By Buck B. Endemann and Jeff M. Cohen
The federal Renewable Fuel Standard (RFS) requires refiners and importers of gasoline and diesel to blend a minimum volume of renewable fuel into their transportation fuel products. Refiners and importers subject to the RFS must purchase Renewable Identification Numbers (RINs), which are compliance credits traded on a secondary market, to prove that their fuel contains U.S. Environmental Protection Agency (EPA)-required volumes of cellulosic biofuels, biomass-based diesel, advanced biofuels, and total renewable fuel. While the RFS has generated controversy from the moment its first iteration was passed in the Energy Policy Act of 2005, volatile RIN prices and lower fuel demand have more recently prompted refiners to become increasingly vocal in their opposition to the program.
Two recent court rulings and a rulemaking proceeding could contribute to additional uncertainty, at least in the short term. On August 15, 2017, the U.S. Tenth Circuit Court of Appeals potentially expanded the RFS exemptions available to small refineries, a ruling that was followed by lower RIN prices in the secondary market. The RFS has a case-by-case exemption for small refineries that face “disproportionate economic hardship” in achieving compliance. EPA had previously interpreted the exemption to apply only where there existed an existential threat to a refinery’s survival. In Sinclair Wyoming Refinery Company v. EPA, the 10th Circuit rejected EPA’s interpretation, finding that a small refinery could qualify for an exemption if it suffered hardship that was merely out-of-line with that suffered by other small refineries. While the longer term implications of the case are unclear, if EPA grants more small refinery exemptions, fewer entities will be required to purchase RINs, which could potentially depress the market. It is worth noting that the Tenth Circuit broke with other circuits on the standard used to review EPA’s decision, and this case could be taken up by the U.S. Supreme Court.
While Sinclair may reduce the pool of regulated entities required to buy RINs, there is also reason to believe that EPA may require the remaining refiners and importers to blend an increased volume of biofuels into their gasoline and diesel. On July 28, 2017, the D.C. Circuit Court of Appeals struck down an Obama-era reduction in the amount of ethanol required to be blended in the nation’s fuel supply. In Americans for Clean Energy v. EPA, the D.C. Circuit concluded that the EPA had improperly used its “inadequate domestic supply” waiver to reduce blending targets below Congressionally-approved levels. Going forward, EPA will not be able to consider the “inadequate domestic supply” waiver by considering the retail demand for biofuels—the biofuel supply available to refiners, blenders, and importers should instead be the focus of the analysis. Pro-biofuel stakeholders praised the decision, which could result in more biofuels being sold into the marketplace.

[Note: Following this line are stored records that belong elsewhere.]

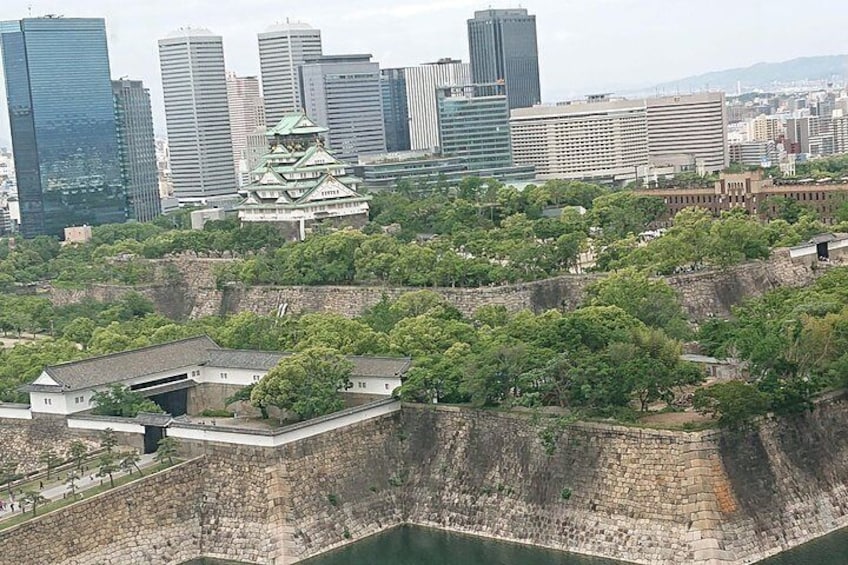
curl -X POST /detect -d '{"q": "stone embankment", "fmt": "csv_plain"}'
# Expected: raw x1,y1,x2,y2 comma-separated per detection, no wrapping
1,394,847,565
0,458,204,565
0,417,98,475
48,249,821,322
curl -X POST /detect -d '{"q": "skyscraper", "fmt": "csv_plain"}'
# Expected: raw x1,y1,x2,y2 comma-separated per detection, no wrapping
405,58,471,150
380,68,411,152
437,83,512,170
0,16,127,237
299,55,386,161
258,22,322,125
158,28,236,203
467,9,541,110
112,79,161,222
226,73,265,187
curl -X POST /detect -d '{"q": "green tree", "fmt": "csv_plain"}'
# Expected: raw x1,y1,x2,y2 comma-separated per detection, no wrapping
250,347,353,422
91,384,164,418
0,459,18,497
225,383,268,419
38,448,61,480
120,451,143,476
693,381,770,429
586,270,690,339
464,340,538,407
21,490,48,516
97,451,119,488
65,470,81,499
99,428,118,454
155,436,178,466
61,317,96,348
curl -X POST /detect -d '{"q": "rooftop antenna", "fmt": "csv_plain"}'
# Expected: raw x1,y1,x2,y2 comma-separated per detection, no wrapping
27,3,32,16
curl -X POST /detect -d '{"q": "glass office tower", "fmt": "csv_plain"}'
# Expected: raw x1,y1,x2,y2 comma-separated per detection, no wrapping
436,83,512,170
0,17,127,238
467,9,541,110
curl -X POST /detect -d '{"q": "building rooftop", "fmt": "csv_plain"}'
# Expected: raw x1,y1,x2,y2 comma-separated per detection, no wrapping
43,336,220,392
266,113,328,137
207,349,411,378
261,21,317,34
32,337,411,393
161,27,219,41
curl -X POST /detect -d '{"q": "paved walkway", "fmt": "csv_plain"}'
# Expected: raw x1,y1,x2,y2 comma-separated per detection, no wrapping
0,453,157,519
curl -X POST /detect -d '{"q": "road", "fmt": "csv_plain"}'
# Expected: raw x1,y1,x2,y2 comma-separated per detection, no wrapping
0,453,158,519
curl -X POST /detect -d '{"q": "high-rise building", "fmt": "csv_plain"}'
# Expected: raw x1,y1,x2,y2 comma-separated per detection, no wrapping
158,28,237,203
298,55,386,161
226,73,265,187
112,79,161,222
258,22,322,125
467,9,541,110
0,17,127,237
380,68,411,152
510,92,728,180
786,116,821,154
405,58,471,151
436,83,512,170
646,93,728,171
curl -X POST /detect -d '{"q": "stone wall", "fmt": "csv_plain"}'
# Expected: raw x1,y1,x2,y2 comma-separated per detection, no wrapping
46,250,821,322
176,411,406,565
0,416,98,475
398,396,848,565
2,398,847,565
0,458,204,565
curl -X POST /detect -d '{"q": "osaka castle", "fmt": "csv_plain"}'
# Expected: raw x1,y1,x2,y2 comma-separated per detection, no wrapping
237,113,371,240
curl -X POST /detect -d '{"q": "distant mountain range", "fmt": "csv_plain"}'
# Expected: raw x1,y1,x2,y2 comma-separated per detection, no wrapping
649,55,848,95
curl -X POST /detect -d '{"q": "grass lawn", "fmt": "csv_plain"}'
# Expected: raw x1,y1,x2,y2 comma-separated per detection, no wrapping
0,460,178,531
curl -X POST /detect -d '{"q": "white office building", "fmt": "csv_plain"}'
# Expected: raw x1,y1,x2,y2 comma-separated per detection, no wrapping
646,92,728,172
510,92,728,180
405,59,471,151
510,98,649,180
258,22,322,125
158,28,237,203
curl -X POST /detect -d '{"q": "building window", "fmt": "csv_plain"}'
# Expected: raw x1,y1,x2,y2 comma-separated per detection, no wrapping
44,398,52,406
220,372,228,380
385,383,390,390
253,375,261,382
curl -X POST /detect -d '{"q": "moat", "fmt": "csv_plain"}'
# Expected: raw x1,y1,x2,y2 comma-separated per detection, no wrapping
185,524,848,565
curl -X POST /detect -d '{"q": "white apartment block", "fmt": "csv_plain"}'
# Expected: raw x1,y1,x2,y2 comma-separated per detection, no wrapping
258,22,322,125
405,59,471,151
511,92,728,180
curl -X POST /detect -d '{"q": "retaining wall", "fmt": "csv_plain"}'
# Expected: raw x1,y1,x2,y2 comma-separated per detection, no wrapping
1,396,847,565
47,250,822,322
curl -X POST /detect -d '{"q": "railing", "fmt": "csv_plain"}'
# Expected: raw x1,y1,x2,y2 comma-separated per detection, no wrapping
167,398,401,447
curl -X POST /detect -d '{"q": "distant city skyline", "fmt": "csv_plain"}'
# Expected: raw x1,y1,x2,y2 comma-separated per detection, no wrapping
1,0,848,147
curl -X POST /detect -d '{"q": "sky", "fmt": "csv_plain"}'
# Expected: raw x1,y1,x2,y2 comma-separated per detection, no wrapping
1,0,848,147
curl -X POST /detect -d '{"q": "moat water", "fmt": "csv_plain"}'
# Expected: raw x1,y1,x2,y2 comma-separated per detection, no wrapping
185,524,848,565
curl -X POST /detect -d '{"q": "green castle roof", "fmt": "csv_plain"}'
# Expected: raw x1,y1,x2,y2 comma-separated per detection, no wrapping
266,112,328,137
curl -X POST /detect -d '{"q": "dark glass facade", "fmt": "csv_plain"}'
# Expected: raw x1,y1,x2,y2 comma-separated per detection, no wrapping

These two cases were decided against the backdrop of EPA’s Renewable Fuel Standard Program rulemaking for its 2018 standards and 2019 biomass-based diesel volume. While the annual rulemaking process is used to set volumetric requirements and to consider various waivers, EPA is also presently seeking comment on whether the proposed 2018 biofuel volumes would cause “severe harm” to the economy. EPA is accepting public comments on the rulemaking through August 31, 2017.
Given recent developments, those in favor and those opposed to the RFS should have plenty to say in the rulemaking proceeding. K&L Gates attorneys are continuing to monitor the situation as we guide our clients through important RIN and RFS issues that affect their businesses.